In the sidebar on the right, under Téléchargement anciennes éditions, click on BD TOPO® 2022 GeoPackage Départements to go to the saved data publications from 2022.
The data is split by department and they are identified with a number. For Corsica, download:
Corse-du-Sud (2A)
Haute-Corse (2B)
Copy the two 7z files into
data/bdtopo_corsica
.
B) OpenStreetMap data
Only if you plan to run a simulation (and not just generate a synthetic population),
you need to obtain additional data from OpenStreetMap.
Geofabrik provides a cut-out for the Corsica region: corse-220101.osm.pbf.

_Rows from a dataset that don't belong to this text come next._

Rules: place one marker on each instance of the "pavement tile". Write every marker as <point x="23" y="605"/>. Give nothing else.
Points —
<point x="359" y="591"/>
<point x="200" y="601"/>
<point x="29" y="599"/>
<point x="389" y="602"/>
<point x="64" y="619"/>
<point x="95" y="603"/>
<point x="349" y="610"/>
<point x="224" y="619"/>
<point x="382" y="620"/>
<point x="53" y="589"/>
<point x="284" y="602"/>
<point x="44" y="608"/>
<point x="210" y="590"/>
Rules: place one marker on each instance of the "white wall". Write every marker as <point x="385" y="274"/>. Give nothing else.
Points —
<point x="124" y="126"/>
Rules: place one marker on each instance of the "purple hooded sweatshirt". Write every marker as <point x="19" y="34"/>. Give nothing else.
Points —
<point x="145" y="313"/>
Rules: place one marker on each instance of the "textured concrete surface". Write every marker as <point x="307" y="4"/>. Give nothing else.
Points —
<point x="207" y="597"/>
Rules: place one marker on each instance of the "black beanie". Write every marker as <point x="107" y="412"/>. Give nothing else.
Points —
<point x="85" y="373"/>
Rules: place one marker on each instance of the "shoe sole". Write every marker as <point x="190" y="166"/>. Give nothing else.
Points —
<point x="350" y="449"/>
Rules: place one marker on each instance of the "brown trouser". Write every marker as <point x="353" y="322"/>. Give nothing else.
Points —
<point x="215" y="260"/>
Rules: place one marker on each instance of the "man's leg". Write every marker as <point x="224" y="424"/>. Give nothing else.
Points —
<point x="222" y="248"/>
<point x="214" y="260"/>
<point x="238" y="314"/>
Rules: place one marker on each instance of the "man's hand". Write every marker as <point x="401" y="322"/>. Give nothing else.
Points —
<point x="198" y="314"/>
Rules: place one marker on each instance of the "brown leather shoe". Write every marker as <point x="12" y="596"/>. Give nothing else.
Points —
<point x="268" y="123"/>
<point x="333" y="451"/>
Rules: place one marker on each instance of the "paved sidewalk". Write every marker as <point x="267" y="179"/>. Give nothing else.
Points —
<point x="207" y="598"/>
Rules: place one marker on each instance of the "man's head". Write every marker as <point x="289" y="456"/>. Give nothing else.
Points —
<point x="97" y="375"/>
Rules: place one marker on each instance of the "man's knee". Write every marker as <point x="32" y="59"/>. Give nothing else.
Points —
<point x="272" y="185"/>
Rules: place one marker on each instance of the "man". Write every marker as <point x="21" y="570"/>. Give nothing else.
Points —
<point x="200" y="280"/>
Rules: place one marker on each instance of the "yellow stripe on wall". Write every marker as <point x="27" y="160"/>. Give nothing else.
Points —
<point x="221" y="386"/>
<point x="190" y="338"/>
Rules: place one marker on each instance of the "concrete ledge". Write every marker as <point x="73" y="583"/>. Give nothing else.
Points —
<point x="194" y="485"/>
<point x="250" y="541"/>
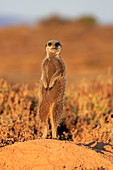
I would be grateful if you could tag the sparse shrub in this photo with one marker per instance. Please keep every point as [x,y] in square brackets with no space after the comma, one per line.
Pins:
[87,116]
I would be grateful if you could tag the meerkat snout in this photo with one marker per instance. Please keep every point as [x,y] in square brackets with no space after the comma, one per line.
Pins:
[53,46]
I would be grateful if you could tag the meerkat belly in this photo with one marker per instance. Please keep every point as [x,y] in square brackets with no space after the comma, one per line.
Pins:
[51,70]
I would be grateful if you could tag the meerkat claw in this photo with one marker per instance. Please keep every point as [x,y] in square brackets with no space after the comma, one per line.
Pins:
[50,88]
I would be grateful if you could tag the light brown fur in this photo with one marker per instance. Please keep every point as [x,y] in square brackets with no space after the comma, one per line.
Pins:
[52,86]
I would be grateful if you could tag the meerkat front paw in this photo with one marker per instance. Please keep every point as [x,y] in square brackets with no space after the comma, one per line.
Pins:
[45,85]
[51,85]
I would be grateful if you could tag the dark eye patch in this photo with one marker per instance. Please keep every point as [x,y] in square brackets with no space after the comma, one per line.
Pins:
[49,44]
[57,44]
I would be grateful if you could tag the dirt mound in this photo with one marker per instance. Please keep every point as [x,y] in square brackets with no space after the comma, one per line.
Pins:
[54,154]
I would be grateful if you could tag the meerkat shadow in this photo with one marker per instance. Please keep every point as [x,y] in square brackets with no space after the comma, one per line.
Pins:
[61,131]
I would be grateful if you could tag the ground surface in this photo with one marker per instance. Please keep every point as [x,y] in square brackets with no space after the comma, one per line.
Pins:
[53,154]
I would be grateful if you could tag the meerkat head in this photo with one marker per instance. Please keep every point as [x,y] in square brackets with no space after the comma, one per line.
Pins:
[53,47]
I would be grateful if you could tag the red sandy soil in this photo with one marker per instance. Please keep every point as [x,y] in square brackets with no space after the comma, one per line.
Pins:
[54,154]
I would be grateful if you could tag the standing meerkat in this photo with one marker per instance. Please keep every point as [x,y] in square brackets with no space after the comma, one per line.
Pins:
[52,86]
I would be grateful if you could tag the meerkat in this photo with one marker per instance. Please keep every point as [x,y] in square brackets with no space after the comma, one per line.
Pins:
[52,87]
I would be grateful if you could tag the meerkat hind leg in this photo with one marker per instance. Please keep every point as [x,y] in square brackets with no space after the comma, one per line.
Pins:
[54,127]
[56,111]
[43,116]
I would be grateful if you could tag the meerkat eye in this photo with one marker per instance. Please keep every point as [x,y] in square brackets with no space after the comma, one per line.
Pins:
[57,44]
[49,44]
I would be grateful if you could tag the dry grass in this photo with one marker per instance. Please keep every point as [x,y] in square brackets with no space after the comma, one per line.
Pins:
[87,117]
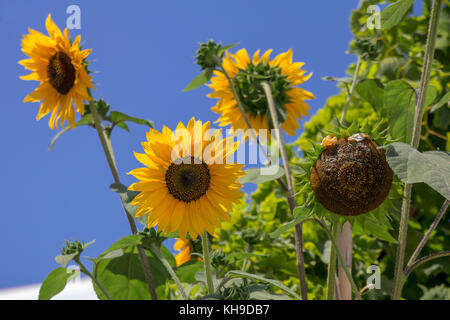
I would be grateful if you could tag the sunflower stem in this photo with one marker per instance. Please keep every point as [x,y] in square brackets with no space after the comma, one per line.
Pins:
[109,154]
[352,88]
[247,121]
[207,264]
[291,195]
[420,105]
[331,277]
[157,252]
[94,279]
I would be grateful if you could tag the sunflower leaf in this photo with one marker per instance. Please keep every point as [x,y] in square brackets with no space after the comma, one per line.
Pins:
[85,120]
[275,283]
[412,166]
[118,117]
[200,80]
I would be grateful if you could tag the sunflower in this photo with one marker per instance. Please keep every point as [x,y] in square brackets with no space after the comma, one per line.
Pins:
[184,246]
[59,66]
[281,73]
[188,184]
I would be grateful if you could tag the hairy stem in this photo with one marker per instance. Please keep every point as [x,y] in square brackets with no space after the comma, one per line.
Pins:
[107,148]
[352,88]
[207,263]
[94,279]
[291,195]
[420,105]
[331,277]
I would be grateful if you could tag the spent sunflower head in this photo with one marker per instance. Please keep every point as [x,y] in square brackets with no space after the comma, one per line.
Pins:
[59,65]
[282,75]
[187,185]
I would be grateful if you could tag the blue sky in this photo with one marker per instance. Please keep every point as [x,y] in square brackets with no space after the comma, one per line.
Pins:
[143,53]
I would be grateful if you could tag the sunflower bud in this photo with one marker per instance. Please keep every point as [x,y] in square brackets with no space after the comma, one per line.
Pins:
[209,55]
[251,236]
[351,176]
[74,247]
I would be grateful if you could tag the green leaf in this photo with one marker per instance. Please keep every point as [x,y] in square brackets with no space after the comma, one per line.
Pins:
[371,90]
[445,99]
[118,117]
[300,215]
[86,120]
[54,283]
[277,284]
[412,166]
[399,99]
[256,175]
[123,277]
[186,272]
[343,79]
[394,13]
[243,255]
[200,80]
[126,196]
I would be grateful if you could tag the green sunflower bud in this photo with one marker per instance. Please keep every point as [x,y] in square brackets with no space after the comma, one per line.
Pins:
[74,247]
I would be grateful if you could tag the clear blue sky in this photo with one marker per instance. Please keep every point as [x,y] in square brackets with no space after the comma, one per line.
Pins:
[143,52]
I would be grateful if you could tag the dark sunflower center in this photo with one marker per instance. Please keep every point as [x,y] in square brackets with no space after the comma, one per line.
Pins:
[251,93]
[187,181]
[61,72]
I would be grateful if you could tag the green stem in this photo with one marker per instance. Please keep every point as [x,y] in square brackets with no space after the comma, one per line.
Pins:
[94,279]
[420,105]
[157,253]
[291,195]
[352,88]
[207,263]
[341,259]
[109,154]
[247,121]
[331,278]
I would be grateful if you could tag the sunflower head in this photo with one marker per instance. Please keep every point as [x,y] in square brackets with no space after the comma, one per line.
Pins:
[60,67]
[188,184]
[351,176]
[209,55]
[247,74]
[72,247]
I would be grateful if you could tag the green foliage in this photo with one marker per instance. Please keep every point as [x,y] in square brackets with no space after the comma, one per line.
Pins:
[54,283]
[412,166]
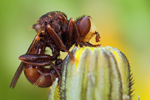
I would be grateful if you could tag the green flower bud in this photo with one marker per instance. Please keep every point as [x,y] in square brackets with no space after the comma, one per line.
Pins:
[98,73]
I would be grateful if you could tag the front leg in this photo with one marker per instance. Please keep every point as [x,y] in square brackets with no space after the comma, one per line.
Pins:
[58,41]
[39,60]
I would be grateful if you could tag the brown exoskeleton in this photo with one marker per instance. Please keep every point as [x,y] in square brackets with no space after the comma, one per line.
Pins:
[59,34]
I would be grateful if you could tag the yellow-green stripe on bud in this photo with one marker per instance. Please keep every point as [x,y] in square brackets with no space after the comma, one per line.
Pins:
[99,73]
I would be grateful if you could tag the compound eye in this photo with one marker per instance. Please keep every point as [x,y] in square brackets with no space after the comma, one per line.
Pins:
[84,26]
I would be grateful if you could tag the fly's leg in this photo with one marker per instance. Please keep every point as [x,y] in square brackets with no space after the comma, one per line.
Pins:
[58,41]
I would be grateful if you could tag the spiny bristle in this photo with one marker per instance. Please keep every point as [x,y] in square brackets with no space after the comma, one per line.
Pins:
[131,82]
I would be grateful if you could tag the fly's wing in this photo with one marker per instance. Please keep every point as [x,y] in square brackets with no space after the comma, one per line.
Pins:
[21,66]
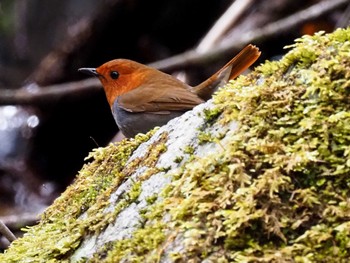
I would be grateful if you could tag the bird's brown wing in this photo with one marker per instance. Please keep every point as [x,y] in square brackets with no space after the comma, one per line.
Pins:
[159,97]
[231,70]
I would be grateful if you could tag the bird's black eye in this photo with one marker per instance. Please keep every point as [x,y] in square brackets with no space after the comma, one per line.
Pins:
[114,74]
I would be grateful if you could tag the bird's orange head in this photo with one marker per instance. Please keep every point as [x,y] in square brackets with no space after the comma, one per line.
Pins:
[119,76]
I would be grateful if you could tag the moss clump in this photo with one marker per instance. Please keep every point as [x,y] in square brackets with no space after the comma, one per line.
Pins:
[277,190]
[62,226]
[280,189]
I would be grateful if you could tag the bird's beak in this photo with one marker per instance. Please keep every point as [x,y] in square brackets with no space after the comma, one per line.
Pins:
[89,71]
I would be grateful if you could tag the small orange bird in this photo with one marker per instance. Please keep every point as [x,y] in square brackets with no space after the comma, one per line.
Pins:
[142,97]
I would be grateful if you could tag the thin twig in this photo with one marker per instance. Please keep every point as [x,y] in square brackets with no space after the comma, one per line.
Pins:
[223,24]
[192,57]
[46,95]
[344,19]
[6,232]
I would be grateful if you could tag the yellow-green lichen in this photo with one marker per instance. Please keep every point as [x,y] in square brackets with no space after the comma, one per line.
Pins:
[277,190]
[62,228]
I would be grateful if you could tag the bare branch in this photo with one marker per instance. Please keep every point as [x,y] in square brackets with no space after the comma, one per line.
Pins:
[6,232]
[223,24]
[35,95]
[48,94]
[192,57]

Download the region file in .osm.pbf format and put the file into the
folder data/osm_corsica
.
C) GTFS data
Again, only if you want to run simulations, the digital transit schedule is required. Unfortunately, there is no consolidated GTFS schedule avaiable for the region of interest. Hence, it is necessary to collect all relevant GTFS schedules one by one.
Download all the zip’d GTFS schedules and put them into the folder data/gtfs_corsica
.
D) Adresses database (BAN)
You need to download the region-specific adresses database :
Click on the link adresses-xx.csv.gz where xx = departments codes (2A and 2B)
Copy the gz files into
data/ban_corsica
.
Overview
Afterwards, you should have the following additional files in your directory structure:
data/bdtopo_corsica/BDTOPO_3-0_TOUSTHEMES_GPKG_LAMB93_D02A_2022-03-15.7z
data/bdtopo_corsica/BDTOPO_3-0_TOUSTHEMES_GPKG_LAMB93_D02B_2022-03-15.7z
data/ban_corsica/adresses-2A.csv.gz
data/ban_corsica/adresses-2B.csv.gz
Only for simulation:
data/osm_corsica/corse-220101.osm.pbf
data/gtfs_corsica/GTFS été 2021.zip
data/gtfs_corsica/cars2a-gtfs.zip
data/gtfs_corsica/cars2b-gtfs.zip
Note that the file names may change slightly over time as GTFS schedule are updated continuously.
Generating the population
To generate the synthetic population, the config.yml
needs to be updated.
By default the pipeline will filter all other data sets for the
Île-de-France region. To make it use the selected region, adjust the
configuration as follows:
config:
# ...
regions: [94]
# ...
This will make the pipeline filter all data sets for the Corsica region.
Finally, to not confuse output names, we can define a new prefix for the output files:
config:
# ...
output_prefix: corsica_
# ...
For the specific use case of Corsica, it makes sense to reduce the matching threshold between activity chains and persons as only little data for Corsica is available in the ENTD survey. This might be improved in the future by reusing data from other regions or using a more detailed HTS:
config:
# ...
matching_minimum_observations: 5
# ...
You can now enter your Anaconda environment and call the pipeline with the
synthesis.output
stage activated. This will generate a synthetic population
for Corsica.
Running the simulation
To prepare the pipeline for a simulation of Lyon, the paths to the OSM data sets and to the GTFS schedule must be adjusted explicitly:
config:
# ...
gtfs_path: gtfs_corsica
osm_path: osm_corsica
ban_path: ban_corsica
bdtopo_path: bdtopo_corsica
# ...
To test the simulation and generate the relevant MATSim files, run the pipeline
with the matsim.output
stage enabled.